You can learn self-confidence through positive affirmations. You can intentionally tell yourself that you are smart, wise, attractive, and anything else that contradicts habitual fears, insecurities, and negative self-opinions. Thinking good things to counteract bad thoughts is a good strategy and a part of a healthy mindfulness practice. Although effective, sending a good thought after a bad thought is like sending a thief to catch a thief. The zen way builds confidence by noticing the thoughts and feelings and letting them go.

No offence to Flat Earthers, but believing that the world is flat, that it is not a sphere where all flat surfaces lead into each other, is simply wrong. There is no benefit in spending your mental energy worrying about falling off the edge of the Earth. Negative thoughts about insecurities and personal deficits are like that, a waste of mental energy. Those thoughts shouldn’t get airtime in your mind. Rather than argue with them, when you notice them, take back your mind by feeling yourself breathe. If you can bring your attention to your breath, you are alive and in control. In that brief moment of control, you build confidence.

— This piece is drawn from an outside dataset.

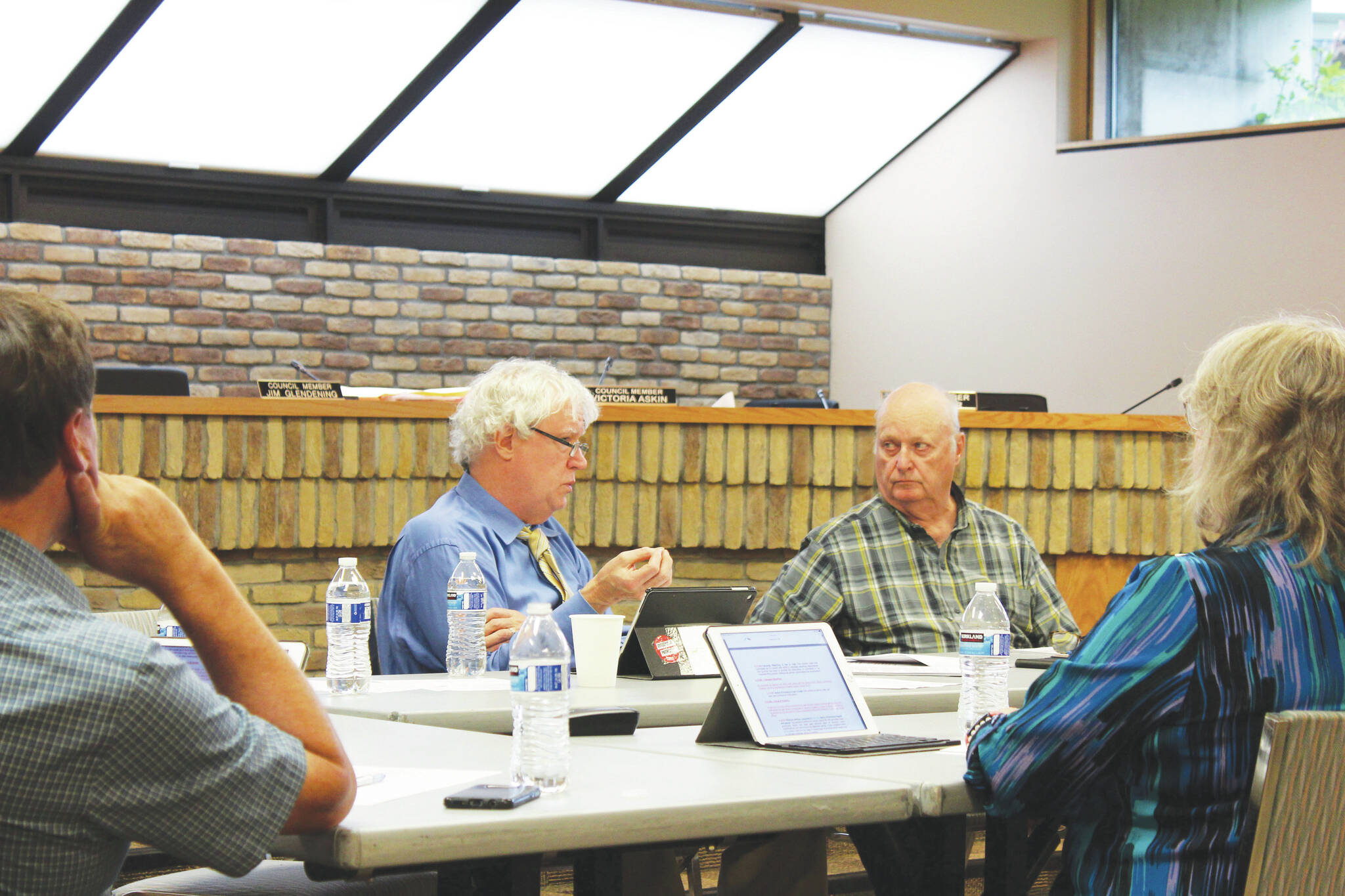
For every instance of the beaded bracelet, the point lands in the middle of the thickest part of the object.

No matter how bad you may think you are, no matter how objectively horrible, or vaguely insufficient you may feel, confidence comes from letting yourself be right where you, as you are, in each moment. 

As soon as you judge how you are, as soon as you attach an opinion to a feeling, at that moment, you enter into the positive/negative, thinking/thinking debate. Whenever you debate, insecurities eat away at your foundation and you lose confidence.

If you can step back from the debate, from the feelings and opinions, you can see through your immediate insecurities and recognize the extreme scope of what you don’t know and can’t understand.

When you notice the vastness of human misunderstanding, you can recognize what a miracle it is that anybody has any confidence about anything. The only thing that we can have real confidence in is that horrifying truth that we don’t know what is going on.

The understanding of our own misunderstanding can be paralyzing, or it can be liberating. Young children are masters at not knowing and asking questions without shame or pretense. They know they don’t know and they view the world with wonder and confidence. When we start to think we know things about who and what we are, we enter a world of speculation and opinions where our confidence battles with our fears and insecurities.

In any moment, you can step outside of that battle. In any moment, you can bring your attention to your breath, open your eyes, and see the flat expanse of the world stretching to the horizon in every direction. If the next thought that pops into your mind is an opinion about something you think you know, feel the feeling, bring your attention back to your breath, and let the thought go. When the thought goes, the feeling goes with it and confidence fills the void.

Doing that, 10, or 1,000, times a day opens your horizons and builds confidence. Not doing it, flattens your perspective and lets fear, insecurities, and hurtful opinions rule unchecked.